David Gleason has started 1 posts and replied 3 times.

HI @Mike Morgan, I may take you up on that; what's the avg. for 3/2 SFH's in B-class neighborhoods there? @Jonathan Greene, that's an extremely good point.  So far all 4 properties have relatively new roofs (<7 yrs. old), furnace's are all 3 years or less.  I'm considering a value add if the construction costs work out to add a 2nd bath (either full or half) to one property than is a 3/1.  (The other 3 are 3/2s).  Lease for that one is up in July and would use that window to do that if the juice is worth the squeeze.

Hi AJ and Joseph, thanks for the insights.  I'm primarily looking to keep my investments in Tennessee as the price point is considerably less than California.  It's also a LOT more landlord-friendly and rents are better bang for the buck.  Credit is stellar (800+) and I was considering cash out equities on the free and clear properties plus capital reserves to use as 25-35% downs on property(ies) up to 800k total (if not partnering).

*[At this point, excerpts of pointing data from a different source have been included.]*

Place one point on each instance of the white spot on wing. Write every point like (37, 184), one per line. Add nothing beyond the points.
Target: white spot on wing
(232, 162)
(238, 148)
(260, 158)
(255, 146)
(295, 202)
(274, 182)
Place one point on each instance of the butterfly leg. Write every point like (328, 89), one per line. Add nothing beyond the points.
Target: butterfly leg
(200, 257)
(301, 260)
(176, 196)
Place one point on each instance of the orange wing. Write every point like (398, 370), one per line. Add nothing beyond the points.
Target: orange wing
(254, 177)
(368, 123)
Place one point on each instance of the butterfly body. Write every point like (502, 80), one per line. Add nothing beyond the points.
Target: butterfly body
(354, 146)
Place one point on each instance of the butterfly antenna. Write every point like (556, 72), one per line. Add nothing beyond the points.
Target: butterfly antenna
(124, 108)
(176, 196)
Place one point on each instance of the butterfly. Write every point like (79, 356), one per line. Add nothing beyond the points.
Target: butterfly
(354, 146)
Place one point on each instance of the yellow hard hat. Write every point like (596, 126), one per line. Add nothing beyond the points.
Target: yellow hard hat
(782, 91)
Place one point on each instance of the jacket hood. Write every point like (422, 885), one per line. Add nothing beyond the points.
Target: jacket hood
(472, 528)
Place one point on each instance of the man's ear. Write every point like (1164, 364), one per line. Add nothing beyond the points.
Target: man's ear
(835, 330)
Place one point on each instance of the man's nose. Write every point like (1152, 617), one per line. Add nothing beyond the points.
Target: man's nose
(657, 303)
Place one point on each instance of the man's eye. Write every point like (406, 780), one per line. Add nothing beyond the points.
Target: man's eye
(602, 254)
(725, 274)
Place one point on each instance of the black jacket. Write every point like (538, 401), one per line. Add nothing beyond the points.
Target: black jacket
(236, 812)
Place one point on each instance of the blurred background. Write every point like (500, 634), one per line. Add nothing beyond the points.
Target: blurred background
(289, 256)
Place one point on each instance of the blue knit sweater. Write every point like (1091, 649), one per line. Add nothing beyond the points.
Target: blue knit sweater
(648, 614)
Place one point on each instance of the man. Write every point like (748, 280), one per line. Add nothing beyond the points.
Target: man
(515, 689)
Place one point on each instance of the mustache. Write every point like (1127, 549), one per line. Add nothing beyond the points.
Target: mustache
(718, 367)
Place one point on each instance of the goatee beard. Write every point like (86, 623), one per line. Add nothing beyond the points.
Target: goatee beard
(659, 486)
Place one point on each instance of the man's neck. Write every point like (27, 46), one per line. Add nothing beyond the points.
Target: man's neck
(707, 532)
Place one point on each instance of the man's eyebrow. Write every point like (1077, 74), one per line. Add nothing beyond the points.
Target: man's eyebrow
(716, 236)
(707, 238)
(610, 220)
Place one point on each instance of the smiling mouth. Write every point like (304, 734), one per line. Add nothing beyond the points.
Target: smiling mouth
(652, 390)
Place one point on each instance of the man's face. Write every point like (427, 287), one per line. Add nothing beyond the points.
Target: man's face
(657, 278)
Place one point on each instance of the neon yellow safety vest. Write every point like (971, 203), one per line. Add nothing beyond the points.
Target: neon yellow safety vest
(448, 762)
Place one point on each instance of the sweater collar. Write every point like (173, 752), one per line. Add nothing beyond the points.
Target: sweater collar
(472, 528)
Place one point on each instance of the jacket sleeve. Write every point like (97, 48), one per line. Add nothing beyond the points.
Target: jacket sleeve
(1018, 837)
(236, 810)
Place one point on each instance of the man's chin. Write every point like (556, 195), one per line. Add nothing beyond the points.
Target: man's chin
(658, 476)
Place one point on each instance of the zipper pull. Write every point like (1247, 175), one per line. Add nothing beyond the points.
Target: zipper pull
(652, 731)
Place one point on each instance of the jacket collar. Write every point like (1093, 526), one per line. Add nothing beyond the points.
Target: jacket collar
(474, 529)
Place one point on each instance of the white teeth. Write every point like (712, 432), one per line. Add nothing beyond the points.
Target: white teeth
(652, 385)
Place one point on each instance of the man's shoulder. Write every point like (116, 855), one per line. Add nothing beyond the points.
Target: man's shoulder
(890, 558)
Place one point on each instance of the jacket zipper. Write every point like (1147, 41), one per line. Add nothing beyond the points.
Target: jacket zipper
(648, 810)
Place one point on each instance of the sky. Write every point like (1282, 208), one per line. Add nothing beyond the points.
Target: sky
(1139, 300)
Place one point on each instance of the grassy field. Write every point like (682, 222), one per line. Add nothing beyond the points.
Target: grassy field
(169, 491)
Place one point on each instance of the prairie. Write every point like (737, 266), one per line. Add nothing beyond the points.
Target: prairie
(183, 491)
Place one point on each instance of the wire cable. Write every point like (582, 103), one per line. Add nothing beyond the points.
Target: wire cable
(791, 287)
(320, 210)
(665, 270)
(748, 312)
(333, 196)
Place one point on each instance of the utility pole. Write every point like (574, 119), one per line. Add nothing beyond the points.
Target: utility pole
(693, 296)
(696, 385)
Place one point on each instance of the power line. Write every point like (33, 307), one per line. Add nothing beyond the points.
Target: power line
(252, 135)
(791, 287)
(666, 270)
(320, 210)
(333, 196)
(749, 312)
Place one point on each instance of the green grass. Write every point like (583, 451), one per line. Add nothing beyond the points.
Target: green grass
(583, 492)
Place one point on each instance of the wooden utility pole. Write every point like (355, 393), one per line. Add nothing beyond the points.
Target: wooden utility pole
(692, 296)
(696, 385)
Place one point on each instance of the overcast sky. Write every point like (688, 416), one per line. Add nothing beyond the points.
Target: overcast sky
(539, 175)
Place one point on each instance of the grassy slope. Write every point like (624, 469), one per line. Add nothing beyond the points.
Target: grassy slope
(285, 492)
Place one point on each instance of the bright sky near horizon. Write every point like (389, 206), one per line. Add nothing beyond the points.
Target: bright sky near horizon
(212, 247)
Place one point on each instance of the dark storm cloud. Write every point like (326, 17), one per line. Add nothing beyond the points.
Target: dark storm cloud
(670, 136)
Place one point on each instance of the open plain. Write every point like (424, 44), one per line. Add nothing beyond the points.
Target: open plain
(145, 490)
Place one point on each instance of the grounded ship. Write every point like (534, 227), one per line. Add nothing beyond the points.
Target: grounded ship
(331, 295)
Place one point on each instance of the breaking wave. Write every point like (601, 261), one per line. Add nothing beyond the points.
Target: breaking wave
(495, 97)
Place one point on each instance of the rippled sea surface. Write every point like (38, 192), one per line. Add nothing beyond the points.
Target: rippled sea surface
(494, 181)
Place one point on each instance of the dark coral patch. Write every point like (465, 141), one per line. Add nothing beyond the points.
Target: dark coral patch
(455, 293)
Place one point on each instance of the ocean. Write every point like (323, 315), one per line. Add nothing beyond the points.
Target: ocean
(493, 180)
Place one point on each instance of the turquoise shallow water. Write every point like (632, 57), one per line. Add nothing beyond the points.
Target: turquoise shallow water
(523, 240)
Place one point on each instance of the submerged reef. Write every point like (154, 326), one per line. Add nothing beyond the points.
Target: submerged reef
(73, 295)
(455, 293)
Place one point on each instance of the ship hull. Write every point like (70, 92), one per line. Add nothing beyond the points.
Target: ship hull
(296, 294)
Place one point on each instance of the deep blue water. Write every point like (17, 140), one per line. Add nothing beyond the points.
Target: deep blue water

Obviously I don't want to over-leverage but I'm still trying to find the right vehicle: 2-3 more SFH?, one low door comm. multifam (as in max 12-15 unit)?, partnering for larger multifam?, etc. to get to that sweet spot in the leverage math that makes sense. I HAVE considered STRs as well as Med-Term rentals (travelling pros) and am not opposed to them, but it's an area of real estate I know far less about. Obviously if the difference between a standard LTR and a STR/MidTerm is that different, I would highly consider it, but I'd have to study up on all the extra variables of what an STR entails.

HI BP community! I currently have 4 SFH rentals in the southeast, 3 of which are owned free-and-clear save for property taxes and insurance. The 4th has a LTV of 40%. Combined rents on the property net roughly $4200/mo after expenses (PM, taxes, ins., etc.) According to market comps from the area all together the homes' value total approximately $600k minus 80k left on that 4th property's mortgage. My main goal is to get to that "next step" and use these assets to leverage 5+ multifamily, apartments, or cash out refi's to spread out into additional SFHs. The problem is that I live in California (which is cost prohibitive for me currently to "buy local") and must rely on remote management that is local to the investment area. I'm saavy enough to know that I don't know enough yet as to what would be the best use of these assets to grow my portfolio and really begin to snowball the passive income, leverage and appreciation. Given the parameters of needing to be remote and trying to maximize monthly passive income while acquiring more/larger properties either through more SFH or 5+ multifams, if you were in my position, what would y'all do? I'm open to "outside-the-box" ideas as well (getting into-self-storage, etc.) Thank you in advance for any and all advice!